A Facebook post purportedly shows the text of a letter written by author F. Scott Fitzgerald in 1920 during the Spanish Influenza pandemic.
The letter is a satirical work written in March 2020.
One of the deadliest disease outbreaks in human history, the Spanish Influenza pandemic lasted from 1918 to 1919. The outbreak is estimated to have killed more than 25 million people worldwide.
The Facebook post includes a letter supposedly written by Fitzgerald to someone named “Rosemary” during a stay in southern France amid that pandemic. The purported letter discusses Fitzgerald’s feelings about the Spanish Influenza pandemic and also mentions his contemporary Ernest Hemingway.
“Even the bars, as I told Hemingway, but to that he punched me in the stomach, to which I asked if he had washed his hands,” the alleged letter says. “He hadn’t. He is much the denier, that one. Why, he considers the virus to be just influenza.”
The letter wasn’t actually written by Fitzgerald. Instead, it is a work of satire published on the website McSweeney’s Internet Tendency on March 13. The parody letter, written by author Nick Farriella, has even been highlighted by the official F. Scott Fitzgerald Facebook page, which is managed by his publisher and his estate. (RELATED: ‘Write Drunk, Edit Sober’ — Did Ernest Hemingway Give This Writing Advice?)

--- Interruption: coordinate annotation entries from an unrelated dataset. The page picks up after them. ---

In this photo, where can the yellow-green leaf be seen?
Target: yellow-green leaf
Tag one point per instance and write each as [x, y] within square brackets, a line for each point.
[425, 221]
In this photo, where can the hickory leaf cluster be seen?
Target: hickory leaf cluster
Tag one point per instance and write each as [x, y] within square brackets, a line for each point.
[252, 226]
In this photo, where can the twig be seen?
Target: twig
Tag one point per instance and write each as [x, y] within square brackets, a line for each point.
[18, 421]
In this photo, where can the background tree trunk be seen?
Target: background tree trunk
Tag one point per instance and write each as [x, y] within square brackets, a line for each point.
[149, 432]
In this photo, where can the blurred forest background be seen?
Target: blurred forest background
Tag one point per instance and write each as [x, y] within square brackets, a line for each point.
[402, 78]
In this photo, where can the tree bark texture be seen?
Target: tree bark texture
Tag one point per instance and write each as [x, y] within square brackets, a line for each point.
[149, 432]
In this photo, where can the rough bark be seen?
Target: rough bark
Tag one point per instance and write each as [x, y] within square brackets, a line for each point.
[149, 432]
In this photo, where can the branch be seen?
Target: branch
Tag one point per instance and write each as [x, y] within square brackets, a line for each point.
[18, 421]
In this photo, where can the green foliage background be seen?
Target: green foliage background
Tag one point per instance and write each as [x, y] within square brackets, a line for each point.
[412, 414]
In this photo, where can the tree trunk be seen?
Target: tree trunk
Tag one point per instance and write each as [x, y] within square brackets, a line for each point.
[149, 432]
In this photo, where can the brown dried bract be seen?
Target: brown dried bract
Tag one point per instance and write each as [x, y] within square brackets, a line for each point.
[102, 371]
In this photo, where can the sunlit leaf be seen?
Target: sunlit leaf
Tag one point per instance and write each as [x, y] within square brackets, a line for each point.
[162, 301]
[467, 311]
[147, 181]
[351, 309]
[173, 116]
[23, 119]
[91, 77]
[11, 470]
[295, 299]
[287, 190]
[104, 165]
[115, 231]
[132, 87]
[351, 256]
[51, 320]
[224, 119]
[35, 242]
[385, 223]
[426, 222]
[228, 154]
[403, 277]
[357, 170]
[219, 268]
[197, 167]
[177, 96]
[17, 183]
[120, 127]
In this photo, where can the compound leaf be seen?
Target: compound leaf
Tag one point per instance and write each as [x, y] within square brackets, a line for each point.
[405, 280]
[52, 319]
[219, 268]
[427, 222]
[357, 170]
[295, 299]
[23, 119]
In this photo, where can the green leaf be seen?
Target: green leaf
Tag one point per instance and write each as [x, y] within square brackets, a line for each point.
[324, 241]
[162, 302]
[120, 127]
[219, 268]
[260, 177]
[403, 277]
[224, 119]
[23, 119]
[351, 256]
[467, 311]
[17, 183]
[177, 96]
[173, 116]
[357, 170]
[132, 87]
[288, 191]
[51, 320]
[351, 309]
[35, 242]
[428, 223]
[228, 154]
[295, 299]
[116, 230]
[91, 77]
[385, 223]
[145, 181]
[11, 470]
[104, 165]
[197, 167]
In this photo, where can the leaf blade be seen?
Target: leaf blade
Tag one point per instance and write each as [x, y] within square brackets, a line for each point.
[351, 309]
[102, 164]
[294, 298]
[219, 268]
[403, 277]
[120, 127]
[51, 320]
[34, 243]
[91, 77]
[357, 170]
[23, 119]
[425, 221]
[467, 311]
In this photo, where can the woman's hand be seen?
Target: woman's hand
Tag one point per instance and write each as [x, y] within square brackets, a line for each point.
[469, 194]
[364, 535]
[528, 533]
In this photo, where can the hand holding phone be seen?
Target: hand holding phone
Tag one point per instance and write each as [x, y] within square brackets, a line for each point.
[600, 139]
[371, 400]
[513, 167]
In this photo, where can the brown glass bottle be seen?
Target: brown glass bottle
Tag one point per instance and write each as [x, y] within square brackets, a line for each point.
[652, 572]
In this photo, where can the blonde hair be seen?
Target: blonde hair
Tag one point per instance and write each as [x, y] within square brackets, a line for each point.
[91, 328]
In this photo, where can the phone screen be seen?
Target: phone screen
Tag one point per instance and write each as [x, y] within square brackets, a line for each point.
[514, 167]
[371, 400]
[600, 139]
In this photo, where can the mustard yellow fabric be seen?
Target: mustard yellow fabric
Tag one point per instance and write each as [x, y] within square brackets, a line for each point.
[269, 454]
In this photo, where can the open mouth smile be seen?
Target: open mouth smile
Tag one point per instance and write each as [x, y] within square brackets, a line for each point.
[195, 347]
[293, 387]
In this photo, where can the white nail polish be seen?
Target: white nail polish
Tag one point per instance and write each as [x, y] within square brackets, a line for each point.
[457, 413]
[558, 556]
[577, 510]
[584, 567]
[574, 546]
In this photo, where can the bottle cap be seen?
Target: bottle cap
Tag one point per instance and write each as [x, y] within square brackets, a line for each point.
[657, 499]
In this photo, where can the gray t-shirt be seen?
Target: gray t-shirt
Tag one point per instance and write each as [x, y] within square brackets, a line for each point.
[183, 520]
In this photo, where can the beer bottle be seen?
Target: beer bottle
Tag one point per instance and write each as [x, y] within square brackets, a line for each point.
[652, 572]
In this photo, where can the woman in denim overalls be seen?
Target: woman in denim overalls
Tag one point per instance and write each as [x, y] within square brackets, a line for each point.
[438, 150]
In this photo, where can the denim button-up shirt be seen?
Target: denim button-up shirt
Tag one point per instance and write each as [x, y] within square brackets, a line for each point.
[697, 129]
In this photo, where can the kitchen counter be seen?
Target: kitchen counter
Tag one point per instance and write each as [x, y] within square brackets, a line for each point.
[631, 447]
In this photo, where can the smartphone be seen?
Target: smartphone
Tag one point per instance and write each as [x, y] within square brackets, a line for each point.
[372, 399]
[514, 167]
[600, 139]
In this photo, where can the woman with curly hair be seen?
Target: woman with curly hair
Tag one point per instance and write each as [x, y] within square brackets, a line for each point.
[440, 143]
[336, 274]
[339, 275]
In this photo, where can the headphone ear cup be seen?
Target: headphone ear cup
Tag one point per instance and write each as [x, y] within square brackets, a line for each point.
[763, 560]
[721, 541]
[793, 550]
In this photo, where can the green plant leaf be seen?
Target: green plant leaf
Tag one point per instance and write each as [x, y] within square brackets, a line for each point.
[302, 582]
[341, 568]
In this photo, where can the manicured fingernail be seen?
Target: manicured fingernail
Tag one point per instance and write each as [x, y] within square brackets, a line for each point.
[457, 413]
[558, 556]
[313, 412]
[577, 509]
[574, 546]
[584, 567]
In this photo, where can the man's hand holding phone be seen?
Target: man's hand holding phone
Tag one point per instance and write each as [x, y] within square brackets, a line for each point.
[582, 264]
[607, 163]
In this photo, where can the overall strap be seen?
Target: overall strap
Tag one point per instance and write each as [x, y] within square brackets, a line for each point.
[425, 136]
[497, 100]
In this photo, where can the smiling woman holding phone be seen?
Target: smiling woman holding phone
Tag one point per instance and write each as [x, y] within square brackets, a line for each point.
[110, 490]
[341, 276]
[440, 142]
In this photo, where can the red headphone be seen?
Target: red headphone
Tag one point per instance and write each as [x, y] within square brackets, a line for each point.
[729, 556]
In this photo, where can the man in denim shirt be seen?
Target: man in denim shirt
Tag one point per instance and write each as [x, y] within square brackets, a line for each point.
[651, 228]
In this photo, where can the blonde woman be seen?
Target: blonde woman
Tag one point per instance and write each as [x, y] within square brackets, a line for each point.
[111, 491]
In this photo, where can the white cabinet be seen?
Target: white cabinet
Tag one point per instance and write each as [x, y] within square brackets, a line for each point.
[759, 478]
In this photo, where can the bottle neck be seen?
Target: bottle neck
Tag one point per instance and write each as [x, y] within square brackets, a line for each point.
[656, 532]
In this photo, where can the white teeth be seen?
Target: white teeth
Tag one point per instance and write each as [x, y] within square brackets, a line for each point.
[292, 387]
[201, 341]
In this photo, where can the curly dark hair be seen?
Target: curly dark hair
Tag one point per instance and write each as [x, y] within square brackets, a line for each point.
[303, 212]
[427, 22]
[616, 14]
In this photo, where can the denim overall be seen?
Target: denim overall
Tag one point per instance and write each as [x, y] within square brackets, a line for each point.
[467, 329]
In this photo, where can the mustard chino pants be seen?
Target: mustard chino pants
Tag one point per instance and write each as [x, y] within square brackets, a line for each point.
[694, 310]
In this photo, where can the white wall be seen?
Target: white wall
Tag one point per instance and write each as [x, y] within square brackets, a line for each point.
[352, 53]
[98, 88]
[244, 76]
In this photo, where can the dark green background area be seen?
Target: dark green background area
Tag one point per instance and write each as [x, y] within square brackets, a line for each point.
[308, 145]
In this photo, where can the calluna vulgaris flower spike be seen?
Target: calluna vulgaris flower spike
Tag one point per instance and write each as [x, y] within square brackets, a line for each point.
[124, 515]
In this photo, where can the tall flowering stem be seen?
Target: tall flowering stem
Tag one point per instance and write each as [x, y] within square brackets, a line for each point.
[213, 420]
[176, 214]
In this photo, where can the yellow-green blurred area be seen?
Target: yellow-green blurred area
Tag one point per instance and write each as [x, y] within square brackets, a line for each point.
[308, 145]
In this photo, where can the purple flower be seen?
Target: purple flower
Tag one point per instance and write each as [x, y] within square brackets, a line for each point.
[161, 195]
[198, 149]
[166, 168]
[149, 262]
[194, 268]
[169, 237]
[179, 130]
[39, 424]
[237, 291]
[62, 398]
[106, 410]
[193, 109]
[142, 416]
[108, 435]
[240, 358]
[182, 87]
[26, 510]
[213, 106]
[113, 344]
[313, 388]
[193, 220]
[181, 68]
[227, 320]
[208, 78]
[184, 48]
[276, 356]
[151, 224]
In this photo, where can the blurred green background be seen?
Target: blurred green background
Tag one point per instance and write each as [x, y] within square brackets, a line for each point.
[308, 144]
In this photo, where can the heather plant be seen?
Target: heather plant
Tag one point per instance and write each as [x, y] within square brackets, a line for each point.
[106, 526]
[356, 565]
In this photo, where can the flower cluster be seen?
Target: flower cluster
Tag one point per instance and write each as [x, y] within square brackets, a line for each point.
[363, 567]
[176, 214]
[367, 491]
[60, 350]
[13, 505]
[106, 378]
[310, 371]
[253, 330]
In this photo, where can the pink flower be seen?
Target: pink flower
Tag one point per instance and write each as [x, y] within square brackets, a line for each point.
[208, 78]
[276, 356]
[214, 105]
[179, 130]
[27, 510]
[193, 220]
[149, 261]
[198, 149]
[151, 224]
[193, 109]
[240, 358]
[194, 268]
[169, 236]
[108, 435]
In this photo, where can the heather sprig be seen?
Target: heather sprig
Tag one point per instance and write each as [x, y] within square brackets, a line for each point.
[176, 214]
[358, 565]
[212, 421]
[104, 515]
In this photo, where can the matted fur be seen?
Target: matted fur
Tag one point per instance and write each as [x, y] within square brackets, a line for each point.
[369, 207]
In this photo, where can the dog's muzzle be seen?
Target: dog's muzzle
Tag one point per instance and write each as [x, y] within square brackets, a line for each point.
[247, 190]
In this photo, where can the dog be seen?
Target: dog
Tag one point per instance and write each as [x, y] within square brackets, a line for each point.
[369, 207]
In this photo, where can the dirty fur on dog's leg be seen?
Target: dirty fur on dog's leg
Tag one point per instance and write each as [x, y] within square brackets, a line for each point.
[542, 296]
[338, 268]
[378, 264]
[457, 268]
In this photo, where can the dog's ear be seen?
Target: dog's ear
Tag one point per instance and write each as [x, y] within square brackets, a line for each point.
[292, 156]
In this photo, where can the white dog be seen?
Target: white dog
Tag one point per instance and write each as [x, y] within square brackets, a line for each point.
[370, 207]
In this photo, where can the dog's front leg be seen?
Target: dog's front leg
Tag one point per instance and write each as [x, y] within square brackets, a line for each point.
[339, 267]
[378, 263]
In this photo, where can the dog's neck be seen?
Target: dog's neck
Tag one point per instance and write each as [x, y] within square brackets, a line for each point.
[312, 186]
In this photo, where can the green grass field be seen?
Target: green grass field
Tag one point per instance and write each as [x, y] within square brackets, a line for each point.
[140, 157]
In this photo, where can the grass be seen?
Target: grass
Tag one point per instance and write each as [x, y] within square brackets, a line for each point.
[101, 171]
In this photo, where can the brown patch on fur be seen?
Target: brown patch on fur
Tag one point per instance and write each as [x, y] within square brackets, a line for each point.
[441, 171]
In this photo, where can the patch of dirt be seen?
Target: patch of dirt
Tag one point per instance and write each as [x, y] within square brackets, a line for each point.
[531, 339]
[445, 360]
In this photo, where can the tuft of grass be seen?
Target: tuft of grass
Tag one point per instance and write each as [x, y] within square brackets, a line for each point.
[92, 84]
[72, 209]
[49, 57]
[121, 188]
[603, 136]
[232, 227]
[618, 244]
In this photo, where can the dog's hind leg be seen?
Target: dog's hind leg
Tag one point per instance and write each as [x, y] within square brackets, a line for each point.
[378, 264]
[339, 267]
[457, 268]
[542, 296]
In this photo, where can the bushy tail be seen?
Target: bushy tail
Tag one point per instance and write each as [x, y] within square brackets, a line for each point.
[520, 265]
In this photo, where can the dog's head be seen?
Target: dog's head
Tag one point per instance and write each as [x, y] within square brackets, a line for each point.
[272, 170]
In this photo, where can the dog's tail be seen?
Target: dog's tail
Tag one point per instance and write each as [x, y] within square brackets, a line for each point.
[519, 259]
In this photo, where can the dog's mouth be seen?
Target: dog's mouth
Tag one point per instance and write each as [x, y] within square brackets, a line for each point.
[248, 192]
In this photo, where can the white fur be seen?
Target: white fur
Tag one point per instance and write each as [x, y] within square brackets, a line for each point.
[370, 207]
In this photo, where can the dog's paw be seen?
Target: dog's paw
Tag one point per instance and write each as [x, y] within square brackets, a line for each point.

“It was never intended to be taken as real,” Farriella told Reuters. “I’d like to think that people have responded to the optimistic sentiment of the message. That in these seemingly dark times, the line of true and untrue was blurred by the need for hope. I think that was something that was at the core of Fitzgerald’s life and work, an unwavering faith in better things to come.”
The “Rosemary” addressed in the satirical letter is likely a nod to Rosemary Hoyt, a fiction character in Fitzgerald’s 1934 novel “Tender Is The Night.”